Bâtiment, em francês, significa prédio, neste caso, uma espécie de favela vertical, abandonada pelo estado, onde se passa uma boa parte da história. Nos primeiros e nos últimos frames do filme, vemos o prédio e o rosto resignado de Haby (Anta Diaw), personagem em torno da qual a história é construída. Filha de migrantes de origem africana, “uma francesa dos dias de hoje”, comanda um projeto social para ajudar na adaptação de quem chega de outros países, sem muitas vezes saber falar francês. O conflito começa quando um novo presidente assume o governo da cidade, uma espécie de outsider da política, mas representante da “família tradicional francesa”, que resolve implementar uma série de mudanças do estilo “lei e ordem”. A questão é que, num contexto no qual os índices de violência não justificam medidas extremas, como na Europa em geral, estas acabam por se converter em práticas que ameaçam a democracia.
O alvo são “os indesejáveis” do prédio número 5 daquele bairro nos subúrbios de Paris. Aqui, a riqueza mostra mais uma vez como é igual na sua forma de agir com o seu poder de império contra tudo e todos os que lhe geram ónus. O objetivo do presidente é demolir o prédio, como a câmara já tinha conseguido com outros, para construir novos, diante as exigências dos próprios moradores por melhores condições de habitação. “Como podemos viver e morrer num lugar destes?”, questiona a mãe de Haby. Assim, o presidente só vai parar quando conseguir o que quer, sem ter em conta o custo social, como o realizador e argumentista Ladj Ly, de origem malinesa, sabe por experiência pessoal, a viver nos subúrbios de Paris. Sem chamar à atenção pelos seus recursos técnicos como a montagem, fotografia ou banda sonora, o filme aposta na autenticidade de uma história simples, de pessoas comuns, contada de forma sóbria e até bruta, a ecoar a obra de Ken Loach, seja no Reino Unido, com Sorry We Missed You (2019) e I, Daniel Blake (2016), seja na Nicarágua com Carla’s Song (1997).

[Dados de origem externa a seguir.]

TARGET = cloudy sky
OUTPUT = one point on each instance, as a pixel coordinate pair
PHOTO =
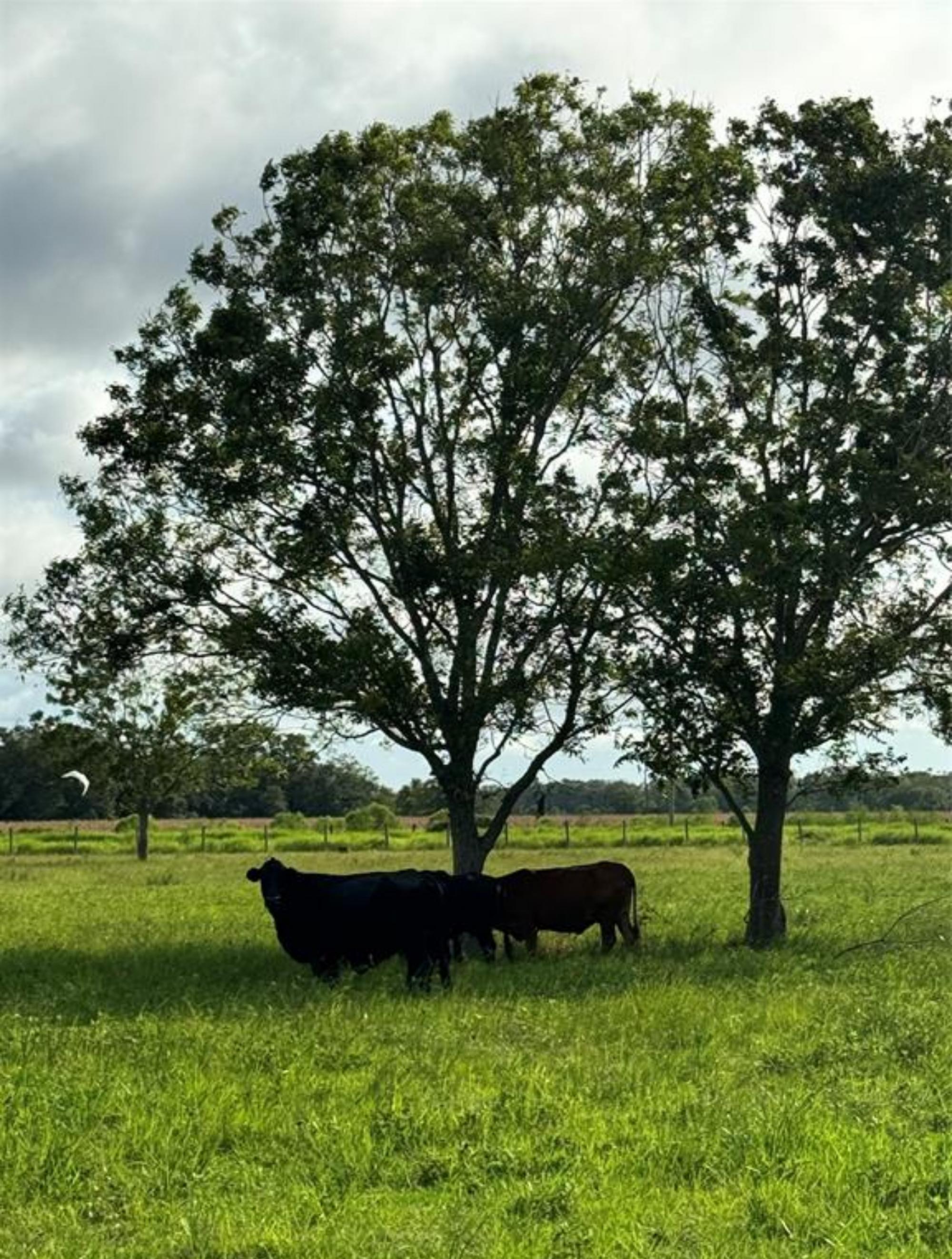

Para além da gentrificação, com o discurso de promover melhores condições de moradia que certamente estarão fora da capacidade de pagamento de muitas daquelas pessoas ou as manterão em condições precárias, sem nunca terem a propriedade definitiva de nada, o filme aponta diretamente para o racismo. É assim que um pai e uma filha migrantes da Síria e, portanto, de pele branca, são convidados a passar a noite de Natal com o autarca e sua família, enquanto os “indesejáveis” são tratados somente como casos de polícia.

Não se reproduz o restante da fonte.